STOCKHOLM (Reuters) -Automakers transporting their cars to the U.S. could face $200 to $300 per vehicle in additional costs, the CEO of car carrier Wallenius Wilhelmsen told Reuters on Wednesday, as the company seeks to pass on new U.S. port fees to customers.
Higher-than-expected U.S. port fees on foreign-built ships took effect in mid-October as part of a trade dispute between China and the U.S. That prompted Wallenius Wilhelmsen, which operates "roll-on/roll-off" carriers that ship cars and heavy machinery worldwide, to withdraw its financial outlook.
"We're clear that this bill is an additional cost we've been given and that we need to pass on to our customers," Chief Executive Lasse Kristoffersen said.

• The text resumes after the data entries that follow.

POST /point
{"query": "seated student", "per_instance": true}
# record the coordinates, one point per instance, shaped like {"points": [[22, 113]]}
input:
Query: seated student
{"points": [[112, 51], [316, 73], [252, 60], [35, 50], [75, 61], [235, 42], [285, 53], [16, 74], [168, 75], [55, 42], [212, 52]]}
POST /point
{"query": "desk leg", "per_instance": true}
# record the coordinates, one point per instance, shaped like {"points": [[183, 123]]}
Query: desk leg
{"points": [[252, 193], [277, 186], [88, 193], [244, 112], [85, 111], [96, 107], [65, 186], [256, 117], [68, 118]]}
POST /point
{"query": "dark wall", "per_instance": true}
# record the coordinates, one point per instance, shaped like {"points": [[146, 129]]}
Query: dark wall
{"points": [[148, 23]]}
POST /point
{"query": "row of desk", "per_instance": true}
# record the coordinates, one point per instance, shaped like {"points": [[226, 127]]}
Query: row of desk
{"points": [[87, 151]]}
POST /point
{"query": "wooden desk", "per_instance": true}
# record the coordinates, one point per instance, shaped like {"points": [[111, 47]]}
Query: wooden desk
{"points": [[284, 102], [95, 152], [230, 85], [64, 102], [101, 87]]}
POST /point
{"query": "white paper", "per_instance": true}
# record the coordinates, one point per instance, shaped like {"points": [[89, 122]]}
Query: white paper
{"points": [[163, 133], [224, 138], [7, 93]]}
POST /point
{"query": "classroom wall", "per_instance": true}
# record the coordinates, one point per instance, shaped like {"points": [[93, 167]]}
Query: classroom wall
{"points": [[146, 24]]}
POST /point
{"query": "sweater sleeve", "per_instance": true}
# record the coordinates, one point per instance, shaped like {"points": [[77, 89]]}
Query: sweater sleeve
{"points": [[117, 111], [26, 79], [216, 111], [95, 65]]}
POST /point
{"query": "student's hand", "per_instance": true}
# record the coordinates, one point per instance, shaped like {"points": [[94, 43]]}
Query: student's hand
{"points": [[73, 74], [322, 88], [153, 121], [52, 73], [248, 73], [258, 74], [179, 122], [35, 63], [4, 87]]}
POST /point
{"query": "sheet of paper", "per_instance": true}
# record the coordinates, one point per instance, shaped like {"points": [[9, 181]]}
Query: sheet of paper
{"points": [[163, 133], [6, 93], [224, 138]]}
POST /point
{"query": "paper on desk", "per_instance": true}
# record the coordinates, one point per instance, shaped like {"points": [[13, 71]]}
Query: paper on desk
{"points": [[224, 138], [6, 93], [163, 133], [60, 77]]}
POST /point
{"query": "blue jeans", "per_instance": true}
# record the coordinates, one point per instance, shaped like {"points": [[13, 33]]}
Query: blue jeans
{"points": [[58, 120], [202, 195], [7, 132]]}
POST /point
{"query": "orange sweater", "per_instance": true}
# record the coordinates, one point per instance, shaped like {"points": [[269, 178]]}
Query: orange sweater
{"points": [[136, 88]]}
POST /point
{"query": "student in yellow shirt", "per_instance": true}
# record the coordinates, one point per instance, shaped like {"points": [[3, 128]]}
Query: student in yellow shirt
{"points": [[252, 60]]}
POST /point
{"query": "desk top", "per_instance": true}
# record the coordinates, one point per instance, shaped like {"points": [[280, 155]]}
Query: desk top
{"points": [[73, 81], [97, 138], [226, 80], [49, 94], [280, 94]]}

A late-October agreement between U.S. President Donald Trump and Chinese President Xi Jinping granted a 12-month reprieve from the tit-for-tat fees on each other's ships, delaying changes that could cost shipping companies millions of dollars and disrupt vessel schedules.
But Wallenius said on Wednesday it was still unclear whether the suspension covers port fees for roll-on/roll-off carriers, and warned that its total cost exposure for the fourth quarter could reach about $100 million before mitigation measures and customer compensation.